Open vrodriguezf opened 11 months ago

vrodriguezf commented 11 months ago

Build one agent purely based on text to see as a baseline to the hybrid agents that we expect to actually work better here. I would expect everything that has domain specific knowledge to work better than this.

This can be done in many ways, and using different LLMs. To start with, a gpt model (using the python openai package) should be the easiest thing to connect to. Here, we would have:

I recommend you guys to watch , if you haven't done already, Jeremy Howard's tutorial on how to interact with llms to learn about the basic usage of the openai python API (don't remember if that includes system prompts though).

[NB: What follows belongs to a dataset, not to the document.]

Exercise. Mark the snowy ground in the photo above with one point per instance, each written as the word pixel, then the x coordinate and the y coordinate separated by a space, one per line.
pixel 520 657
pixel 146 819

OhhTuRnz commented 11 months ago

At the start of the challenge i was playing around with a GPT interaction (had some difficulty parsing the 4D vector, maybe i can pipeline another GPT chat for "decoding" the values).

I also checked the interaction context box where he uses "vv" for making a shortened answer so that may work for parsing.

escharf320 commented 10 months ago

I started building an agent to do this. It's in my branch (called eli) under arclab_mit/agents/pure_text_agent. I still need to do a lot of work, but the framework is there. If you have any comments, feel free to let me know as I continue working!

vrodriguezf commented 10 months ago

At the start of the challenge i was playing around with a GPT interaction (had some difficulty parsing the 4D vector, maybe i can pipeline another GPT chat for "decoding" the values).

Yeah that's actually a good idea, to use a llm to parse the answer of a llm lol. It could be simpler though, probably making the system prompt say clearly that the final answer has to be given as a 4D vector could do the trick (same as it does with the "vv" trick of J. Howard's system prompt)

DumplingLife commented 10 months ago

Another approach we could take is have it call a function when it wants to return the action vector, using the function calling capabilities. I'll look into this and try to build an agent that does this

DumplingLife commented 10 months ago

I pushed an agent for this to main. It works end-to-end, so you can run it like a regular agent, but it often takes very long (30 seconds or more) and also sometimes calls the wrong function. I'll try mitigating these with better prompting

We can also reuse the function calling code to return the action vector in later agents as well, like the hybrid agents

vrodriguezf commented 10 months ago

Very cool! What file is that? If you push directly to the main branch without a PR, add the id of the related issue in the commit message. That way we'll have it linked directly in this conversation.

DumplingLife commented 10 months ago

it's here: arclab_mit/agents/jason_function_calling_llm_agent.py I think I'll make my own branch and do PRs from now on, so it's more organized.